I love it when other people do the heavy lifting and I can just kibitz around the corners. The Robot 6 crew has a two-part look at the most important comics of the decade. Chris Butcher has started an examination of the most influential manga of the last ten years. And Deb Aoki has composed a list of the decade’s manga milestones. All are excellent reads, and I really don’t have that much to add, but I did want to mention a few of what I consider to be milestones from the last decade.
The launch of CMX: I knew when I mentioned this on Twitter that someone would leap in to mention that goddamn Tenjho Tenge mess. Never has so tacky and middlebrow a comic cast such a stain on something that’s otherwise admirable and sustaining, but there you go. (I guess it could be viewed as a double milestone in that it demonstrated the influence of fans who demand authenticity, even down to whether or not the victim was wearing panties during the rape scene.) For me, though, the milestone nature of the event lies in the fact that one of the big two spandex publishers took manga seriously enough to launch an imprint dedicated to release of comics from Japan. Has DC central given the imprint the support it needs in terms of distribution?
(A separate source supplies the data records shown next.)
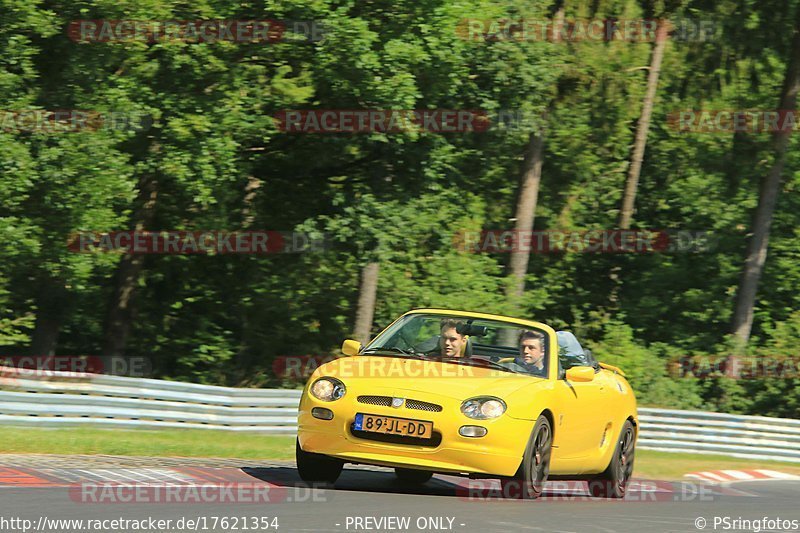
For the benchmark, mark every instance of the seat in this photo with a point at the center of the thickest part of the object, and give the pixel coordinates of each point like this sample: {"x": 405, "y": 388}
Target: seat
{"x": 571, "y": 353}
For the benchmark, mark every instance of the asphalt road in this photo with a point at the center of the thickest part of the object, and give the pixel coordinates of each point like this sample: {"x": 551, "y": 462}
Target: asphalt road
{"x": 250, "y": 495}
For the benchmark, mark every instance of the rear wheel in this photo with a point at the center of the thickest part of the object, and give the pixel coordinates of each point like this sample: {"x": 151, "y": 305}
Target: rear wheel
{"x": 408, "y": 476}
{"x": 613, "y": 483}
{"x": 317, "y": 468}
{"x": 528, "y": 482}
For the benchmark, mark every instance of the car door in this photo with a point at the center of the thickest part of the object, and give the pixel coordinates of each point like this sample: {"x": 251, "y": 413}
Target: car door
{"x": 581, "y": 420}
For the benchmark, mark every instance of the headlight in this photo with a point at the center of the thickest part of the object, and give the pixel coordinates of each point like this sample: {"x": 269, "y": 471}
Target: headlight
{"x": 483, "y": 408}
{"x": 328, "y": 389}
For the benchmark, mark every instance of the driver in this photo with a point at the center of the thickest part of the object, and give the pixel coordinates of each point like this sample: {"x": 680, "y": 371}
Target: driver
{"x": 451, "y": 342}
{"x": 531, "y": 352}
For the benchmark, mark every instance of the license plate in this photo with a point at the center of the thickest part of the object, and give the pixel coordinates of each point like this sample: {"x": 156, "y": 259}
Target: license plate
{"x": 394, "y": 426}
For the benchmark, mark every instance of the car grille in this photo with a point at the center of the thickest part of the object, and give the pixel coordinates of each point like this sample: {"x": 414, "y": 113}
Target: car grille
{"x": 386, "y": 401}
{"x": 376, "y": 400}
{"x": 423, "y": 406}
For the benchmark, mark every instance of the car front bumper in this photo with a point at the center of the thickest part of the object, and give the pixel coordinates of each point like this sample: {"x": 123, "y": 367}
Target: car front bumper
{"x": 498, "y": 453}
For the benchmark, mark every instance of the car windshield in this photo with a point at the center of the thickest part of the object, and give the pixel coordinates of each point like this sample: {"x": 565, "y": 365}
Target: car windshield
{"x": 465, "y": 340}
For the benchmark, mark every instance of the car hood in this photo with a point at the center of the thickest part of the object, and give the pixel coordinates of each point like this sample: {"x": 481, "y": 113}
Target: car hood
{"x": 395, "y": 374}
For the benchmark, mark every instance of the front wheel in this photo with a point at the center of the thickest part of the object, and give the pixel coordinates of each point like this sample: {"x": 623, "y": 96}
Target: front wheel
{"x": 613, "y": 483}
{"x": 409, "y": 476}
{"x": 316, "y": 468}
{"x": 528, "y": 482}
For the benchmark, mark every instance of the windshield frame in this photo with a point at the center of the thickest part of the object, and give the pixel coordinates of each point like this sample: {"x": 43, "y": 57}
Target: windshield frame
{"x": 551, "y": 348}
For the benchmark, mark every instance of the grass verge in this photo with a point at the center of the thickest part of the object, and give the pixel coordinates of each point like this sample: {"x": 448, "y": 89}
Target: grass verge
{"x": 162, "y": 443}
{"x": 208, "y": 443}
{"x": 650, "y": 464}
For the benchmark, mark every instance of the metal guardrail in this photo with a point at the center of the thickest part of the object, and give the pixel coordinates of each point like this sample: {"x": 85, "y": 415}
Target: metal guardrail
{"x": 64, "y": 399}
{"x": 68, "y": 399}
{"x": 700, "y": 432}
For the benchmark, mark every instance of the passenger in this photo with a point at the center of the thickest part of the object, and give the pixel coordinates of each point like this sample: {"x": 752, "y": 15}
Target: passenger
{"x": 531, "y": 352}
{"x": 451, "y": 342}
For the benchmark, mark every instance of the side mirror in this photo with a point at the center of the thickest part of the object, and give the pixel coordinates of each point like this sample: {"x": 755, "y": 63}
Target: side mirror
{"x": 580, "y": 373}
{"x": 351, "y": 347}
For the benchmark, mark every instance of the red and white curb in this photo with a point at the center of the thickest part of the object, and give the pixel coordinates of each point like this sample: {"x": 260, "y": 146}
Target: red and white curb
{"x": 730, "y": 476}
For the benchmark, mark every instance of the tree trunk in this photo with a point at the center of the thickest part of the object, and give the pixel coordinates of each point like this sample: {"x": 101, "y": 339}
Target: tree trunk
{"x": 49, "y": 316}
{"x": 526, "y": 210}
{"x": 767, "y": 198}
{"x": 121, "y": 310}
{"x": 640, "y": 142}
{"x": 366, "y": 302}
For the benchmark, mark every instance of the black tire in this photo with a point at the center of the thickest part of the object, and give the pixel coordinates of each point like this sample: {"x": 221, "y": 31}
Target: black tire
{"x": 613, "y": 483}
{"x": 316, "y": 468}
{"x": 528, "y": 482}
{"x": 408, "y": 476}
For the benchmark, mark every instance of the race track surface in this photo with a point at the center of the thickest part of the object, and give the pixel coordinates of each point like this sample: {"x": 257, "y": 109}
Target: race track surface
{"x": 248, "y": 495}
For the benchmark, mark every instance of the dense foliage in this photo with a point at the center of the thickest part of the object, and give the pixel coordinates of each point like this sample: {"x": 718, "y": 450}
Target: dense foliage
{"x": 215, "y": 159}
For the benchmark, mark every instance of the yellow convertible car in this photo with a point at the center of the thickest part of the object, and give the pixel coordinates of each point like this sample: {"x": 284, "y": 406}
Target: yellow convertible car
{"x": 472, "y": 394}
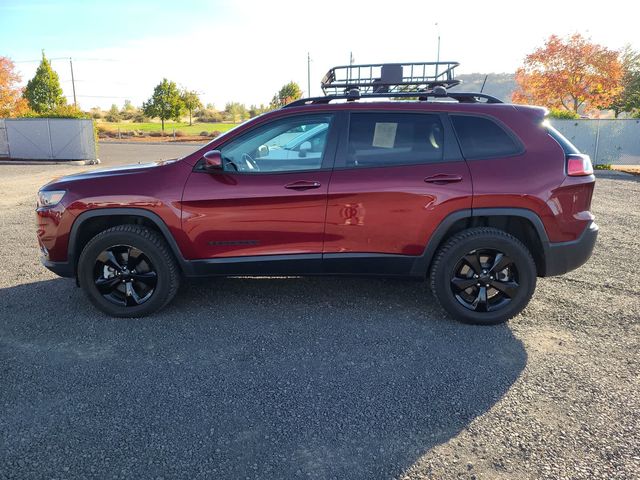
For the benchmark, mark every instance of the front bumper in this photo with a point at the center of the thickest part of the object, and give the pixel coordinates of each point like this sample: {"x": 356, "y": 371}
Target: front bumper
{"x": 562, "y": 257}
{"x": 62, "y": 269}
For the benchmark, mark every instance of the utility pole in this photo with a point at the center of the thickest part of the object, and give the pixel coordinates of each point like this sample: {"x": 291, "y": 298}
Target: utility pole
{"x": 438, "y": 54}
{"x": 350, "y": 64}
{"x": 308, "y": 75}
{"x": 73, "y": 83}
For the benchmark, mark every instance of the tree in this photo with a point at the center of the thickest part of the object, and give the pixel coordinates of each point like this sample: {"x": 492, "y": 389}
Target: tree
{"x": 287, "y": 94}
{"x": 165, "y": 103}
{"x": 254, "y": 110}
{"x": 572, "y": 74}
{"x": 236, "y": 112}
{"x": 113, "y": 115}
{"x": 629, "y": 98}
{"x": 191, "y": 102}
{"x": 11, "y": 102}
{"x": 43, "y": 91}
{"x": 128, "y": 111}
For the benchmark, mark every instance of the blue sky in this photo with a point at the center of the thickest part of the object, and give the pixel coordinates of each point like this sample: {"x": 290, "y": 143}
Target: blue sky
{"x": 245, "y": 50}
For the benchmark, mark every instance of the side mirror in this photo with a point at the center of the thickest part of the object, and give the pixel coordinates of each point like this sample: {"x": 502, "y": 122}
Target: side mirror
{"x": 213, "y": 161}
{"x": 304, "y": 148}
{"x": 263, "y": 151}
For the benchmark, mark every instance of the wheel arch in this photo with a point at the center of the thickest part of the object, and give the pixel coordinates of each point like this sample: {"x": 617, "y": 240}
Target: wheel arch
{"x": 90, "y": 223}
{"x": 522, "y": 223}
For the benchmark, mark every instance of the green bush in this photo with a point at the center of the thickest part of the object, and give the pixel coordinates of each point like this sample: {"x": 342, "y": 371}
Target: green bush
{"x": 207, "y": 115}
{"x": 140, "y": 117}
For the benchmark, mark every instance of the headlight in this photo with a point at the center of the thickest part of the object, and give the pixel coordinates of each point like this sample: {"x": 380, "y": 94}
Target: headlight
{"x": 49, "y": 198}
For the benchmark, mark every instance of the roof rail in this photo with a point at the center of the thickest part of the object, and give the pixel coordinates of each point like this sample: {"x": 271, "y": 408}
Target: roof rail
{"x": 437, "y": 93}
{"x": 389, "y": 77}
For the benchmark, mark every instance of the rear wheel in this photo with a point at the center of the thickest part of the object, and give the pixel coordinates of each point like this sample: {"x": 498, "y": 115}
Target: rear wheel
{"x": 128, "y": 271}
{"x": 483, "y": 276}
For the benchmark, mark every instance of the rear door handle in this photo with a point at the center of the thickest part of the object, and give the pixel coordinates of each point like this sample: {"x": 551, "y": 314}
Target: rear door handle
{"x": 442, "y": 178}
{"x": 302, "y": 185}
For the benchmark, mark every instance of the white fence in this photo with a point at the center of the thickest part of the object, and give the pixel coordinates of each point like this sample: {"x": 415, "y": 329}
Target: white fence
{"x": 47, "y": 139}
{"x": 615, "y": 142}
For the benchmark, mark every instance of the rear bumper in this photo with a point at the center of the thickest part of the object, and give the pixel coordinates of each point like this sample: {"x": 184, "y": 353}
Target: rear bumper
{"x": 563, "y": 257}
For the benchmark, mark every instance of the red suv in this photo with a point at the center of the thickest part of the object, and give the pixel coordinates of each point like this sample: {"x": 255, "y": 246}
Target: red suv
{"x": 478, "y": 196}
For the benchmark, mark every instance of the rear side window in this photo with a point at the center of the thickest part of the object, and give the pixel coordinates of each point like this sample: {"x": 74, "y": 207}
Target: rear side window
{"x": 481, "y": 137}
{"x": 388, "y": 139}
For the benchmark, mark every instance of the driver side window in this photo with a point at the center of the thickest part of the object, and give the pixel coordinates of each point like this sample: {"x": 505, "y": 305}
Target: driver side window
{"x": 285, "y": 145}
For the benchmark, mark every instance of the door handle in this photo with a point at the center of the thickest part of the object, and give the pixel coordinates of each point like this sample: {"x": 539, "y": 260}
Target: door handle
{"x": 443, "y": 178}
{"x": 302, "y": 185}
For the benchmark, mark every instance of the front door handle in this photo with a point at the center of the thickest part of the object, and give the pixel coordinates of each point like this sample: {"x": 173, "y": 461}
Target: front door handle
{"x": 302, "y": 185}
{"x": 443, "y": 178}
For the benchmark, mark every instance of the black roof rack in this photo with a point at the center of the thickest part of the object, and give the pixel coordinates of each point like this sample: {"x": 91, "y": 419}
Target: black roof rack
{"x": 389, "y": 77}
{"x": 423, "y": 80}
{"x": 437, "y": 93}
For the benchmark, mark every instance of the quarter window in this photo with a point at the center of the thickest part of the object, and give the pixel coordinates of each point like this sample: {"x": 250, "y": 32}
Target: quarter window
{"x": 388, "y": 139}
{"x": 291, "y": 144}
{"x": 481, "y": 137}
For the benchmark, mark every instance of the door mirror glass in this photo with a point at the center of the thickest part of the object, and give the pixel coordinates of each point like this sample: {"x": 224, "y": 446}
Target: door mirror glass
{"x": 263, "y": 151}
{"x": 304, "y": 148}
{"x": 213, "y": 160}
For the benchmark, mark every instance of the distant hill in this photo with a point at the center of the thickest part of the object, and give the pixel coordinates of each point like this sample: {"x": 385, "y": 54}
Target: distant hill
{"x": 500, "y": 85}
Judging by bookstore shelves and in comparison to the volume of DC Universe and Vertigo titles that are readily and constantly available, the answer is clearly no. But CMX continues to publish excellent manga, and that counts.
Imitative acts: Speaking of spandex publishers paying attention to manga, CMX remains the most honorable example. The less said about the whole Marvel Mangaverse thing the better, and while Marvel offered some excellent books with its manga-influenced Tsunami line, the only one that’s survived is Runaways, and that stretches the definition of survival a bit. One could also mention DC’s Minx in this context, as it was clearly an attempt to get some of those shôjo dollars. Of course, if DC had just devoted some of Minx’s massive marketing budget to CMX and improved the imprint’s bookstore distribution instead of cranking out a line of indifferently edited, clumsily marketed titles, Minx might have been entirely superfluous instead of just mostly so.
Scott Pilgrim: Deb rightly notes that Svetlana Chamkova’s Dramacon was the clear winner of Tokyopop’s original English-Language manga initiative. I would argue that the defining manga-influenced comic of the last decade is Bryan Lee O’Malley’s enduring slacker saga. To me, the influences evident in O’Malley’s comics aren’t in any way imitative. They’re repurposed to his own creative ends, which is very exciting to see, and it’s a quality that Chmakova is exhibiting with increasing frequency. In my opinion, the more imitative a work of global manga is, the less memorable or enduring it is. I think this perspective is borne out by merely looking at the manga-influenced creators who continue to thrill audiences: Chmakova (with Nightschool), Adam (Empowered) Warren, Nina (Yôkaiden) Matsumoto, Brandon (King City) Graham and, of course, O’Malley.
Nouvelle manga: From a purely qualitative standpoint, there was probably no more exciting development in the last decade than the emergence of Fanfare/Ponent Mon and its explication of the whole nouvelle manga aesthetic. While Viz gets the credit for first publishing Jiro Taniguchi’s work in English, Fanfare must be credited with establishing him as a must-read creator for discerning comics fans. And Fanfare also published what I believe to be the greatest anthology of the decade, Japan as Viewed by 17 Creators, featuring a murderer’s row of Japanese and European cartoonists demonstrating their spectacular creative prowess.
I had hoped that one of the decade’s milestones would have been the establishment of josei as a marketable manga category. Many tried, but none succeeded. Maybe the 2010s will be kinder. On the bright side, ero-manga emerged and endures thanks to Icarus.